Track and field (T11)

Representing Italy

Paralympic Games

= Andrea Cionna =

Italian Paralympic athlete

Andrea Cionna (born 1968) is an Italian athlete from Osimo in the Province of Ancona. He holds the world record for the fastest marathon run by a totally blind man, set in 2:31:59 in Rome in 2007, and has won two bronze medals in blind long-distance running at the Paralympic Games.

== Biography ==
Cionna first competed at the Paralympic Games in 2004, entering two long-distance events and running with a sighted guide. In the 10,000 metres T11 event for totally blind runners, he finished third in 33:59.98, winning the bronze medal, behind Kenya's Henry Wanyoike (gold) and Portugal's Carlos Amaral Ferreira (silver). In the T11 marathon, he also finished third, in 2:49:59, behind Japan's Yuichi Takahashi (gold), and Portugal's Carlos Ferreira (silver).

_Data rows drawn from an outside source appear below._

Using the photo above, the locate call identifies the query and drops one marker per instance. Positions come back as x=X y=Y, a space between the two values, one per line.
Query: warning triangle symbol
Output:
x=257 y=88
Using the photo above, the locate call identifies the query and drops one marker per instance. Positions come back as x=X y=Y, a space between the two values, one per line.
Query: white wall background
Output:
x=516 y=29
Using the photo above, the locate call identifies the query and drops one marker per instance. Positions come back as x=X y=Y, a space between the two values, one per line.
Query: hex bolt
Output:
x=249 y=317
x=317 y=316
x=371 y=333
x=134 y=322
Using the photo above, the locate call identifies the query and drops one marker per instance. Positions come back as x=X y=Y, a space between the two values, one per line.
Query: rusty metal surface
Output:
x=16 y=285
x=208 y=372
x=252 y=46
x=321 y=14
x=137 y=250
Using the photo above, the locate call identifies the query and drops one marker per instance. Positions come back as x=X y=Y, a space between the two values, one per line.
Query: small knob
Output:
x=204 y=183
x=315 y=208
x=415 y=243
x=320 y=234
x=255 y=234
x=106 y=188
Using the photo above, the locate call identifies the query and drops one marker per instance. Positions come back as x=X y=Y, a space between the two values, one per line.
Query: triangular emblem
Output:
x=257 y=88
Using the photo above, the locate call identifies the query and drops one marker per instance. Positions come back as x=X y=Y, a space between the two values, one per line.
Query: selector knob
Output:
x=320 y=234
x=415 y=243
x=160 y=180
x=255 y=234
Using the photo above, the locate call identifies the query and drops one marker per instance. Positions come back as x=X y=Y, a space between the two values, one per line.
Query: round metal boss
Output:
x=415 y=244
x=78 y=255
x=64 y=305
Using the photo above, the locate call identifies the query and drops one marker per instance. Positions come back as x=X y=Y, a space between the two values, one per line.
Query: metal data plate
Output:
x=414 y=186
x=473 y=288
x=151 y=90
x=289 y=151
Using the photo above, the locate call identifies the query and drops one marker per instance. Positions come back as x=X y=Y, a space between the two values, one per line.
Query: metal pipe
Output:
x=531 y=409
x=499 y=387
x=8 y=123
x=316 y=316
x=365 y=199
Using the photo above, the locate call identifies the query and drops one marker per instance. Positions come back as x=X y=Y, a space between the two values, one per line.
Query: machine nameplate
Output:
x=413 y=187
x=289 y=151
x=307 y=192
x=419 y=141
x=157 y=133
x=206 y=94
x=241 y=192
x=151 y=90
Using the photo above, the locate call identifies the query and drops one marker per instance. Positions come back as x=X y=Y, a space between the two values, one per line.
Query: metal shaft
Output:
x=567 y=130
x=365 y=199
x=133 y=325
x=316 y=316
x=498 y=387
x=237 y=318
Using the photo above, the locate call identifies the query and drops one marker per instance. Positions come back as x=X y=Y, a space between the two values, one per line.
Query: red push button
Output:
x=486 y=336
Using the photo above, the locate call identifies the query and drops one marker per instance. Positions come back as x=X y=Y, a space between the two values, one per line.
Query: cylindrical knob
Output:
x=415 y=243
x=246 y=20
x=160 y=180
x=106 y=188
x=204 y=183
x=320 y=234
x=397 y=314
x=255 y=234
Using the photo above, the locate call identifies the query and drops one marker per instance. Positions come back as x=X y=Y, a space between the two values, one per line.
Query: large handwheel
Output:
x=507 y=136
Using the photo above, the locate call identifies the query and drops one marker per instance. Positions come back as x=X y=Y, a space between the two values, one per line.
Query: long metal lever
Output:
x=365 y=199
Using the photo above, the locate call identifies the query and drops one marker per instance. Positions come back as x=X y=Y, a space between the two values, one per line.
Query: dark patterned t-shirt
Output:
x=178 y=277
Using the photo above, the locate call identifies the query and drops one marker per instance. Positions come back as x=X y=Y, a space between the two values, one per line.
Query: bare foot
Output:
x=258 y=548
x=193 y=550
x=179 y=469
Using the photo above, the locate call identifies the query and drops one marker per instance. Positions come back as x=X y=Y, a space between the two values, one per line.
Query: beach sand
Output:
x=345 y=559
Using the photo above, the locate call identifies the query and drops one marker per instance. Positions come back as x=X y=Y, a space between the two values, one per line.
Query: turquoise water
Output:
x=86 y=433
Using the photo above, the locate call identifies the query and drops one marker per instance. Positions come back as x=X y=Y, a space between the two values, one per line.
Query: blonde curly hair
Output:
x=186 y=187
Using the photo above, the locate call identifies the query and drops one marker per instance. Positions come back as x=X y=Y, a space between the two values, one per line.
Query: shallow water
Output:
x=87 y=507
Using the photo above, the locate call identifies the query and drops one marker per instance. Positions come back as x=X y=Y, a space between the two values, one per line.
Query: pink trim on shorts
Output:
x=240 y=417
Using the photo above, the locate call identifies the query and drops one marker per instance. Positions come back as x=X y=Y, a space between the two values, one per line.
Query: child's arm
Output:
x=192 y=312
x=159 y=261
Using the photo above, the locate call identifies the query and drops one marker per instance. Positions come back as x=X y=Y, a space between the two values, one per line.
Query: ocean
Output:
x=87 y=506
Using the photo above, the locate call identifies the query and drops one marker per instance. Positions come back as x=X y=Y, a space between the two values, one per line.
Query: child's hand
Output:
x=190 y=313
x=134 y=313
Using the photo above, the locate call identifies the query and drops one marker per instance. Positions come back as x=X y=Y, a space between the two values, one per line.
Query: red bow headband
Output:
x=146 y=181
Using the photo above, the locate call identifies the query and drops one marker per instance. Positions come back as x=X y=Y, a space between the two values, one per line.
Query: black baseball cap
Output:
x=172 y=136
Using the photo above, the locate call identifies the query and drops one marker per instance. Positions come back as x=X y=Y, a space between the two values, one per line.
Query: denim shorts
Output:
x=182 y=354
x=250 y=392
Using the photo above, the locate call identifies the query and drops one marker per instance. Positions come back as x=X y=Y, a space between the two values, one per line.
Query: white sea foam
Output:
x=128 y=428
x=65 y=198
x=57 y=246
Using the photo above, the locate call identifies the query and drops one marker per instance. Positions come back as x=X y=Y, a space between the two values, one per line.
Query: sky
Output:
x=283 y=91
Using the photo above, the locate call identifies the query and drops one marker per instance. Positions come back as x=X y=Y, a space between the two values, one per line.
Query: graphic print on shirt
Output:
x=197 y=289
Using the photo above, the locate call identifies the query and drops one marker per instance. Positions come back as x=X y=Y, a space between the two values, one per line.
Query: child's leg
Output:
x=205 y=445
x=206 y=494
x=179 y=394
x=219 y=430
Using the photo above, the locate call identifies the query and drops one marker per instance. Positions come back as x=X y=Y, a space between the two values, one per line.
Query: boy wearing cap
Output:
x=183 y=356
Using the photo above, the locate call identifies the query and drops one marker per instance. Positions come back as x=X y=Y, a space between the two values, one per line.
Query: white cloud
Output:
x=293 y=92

He competed again at the Paralympics in 2008, a year after setting a world record in the blind marathon. At the 2008 Paralympics, however, the T11 marathon had been abolished as a separate event, and athletes categorised T11 (totally blind) ran in the same marathon as athletes categorised T12 (partially sighted). Cionna ran fastest of the blind athletes, setting a Paralympic record for his category in 2:36:43, but he finished the race in seventh place, behind six runners categorised T12. The marathon was the only event he entered; the 10,000 metre race was now also a T12 event.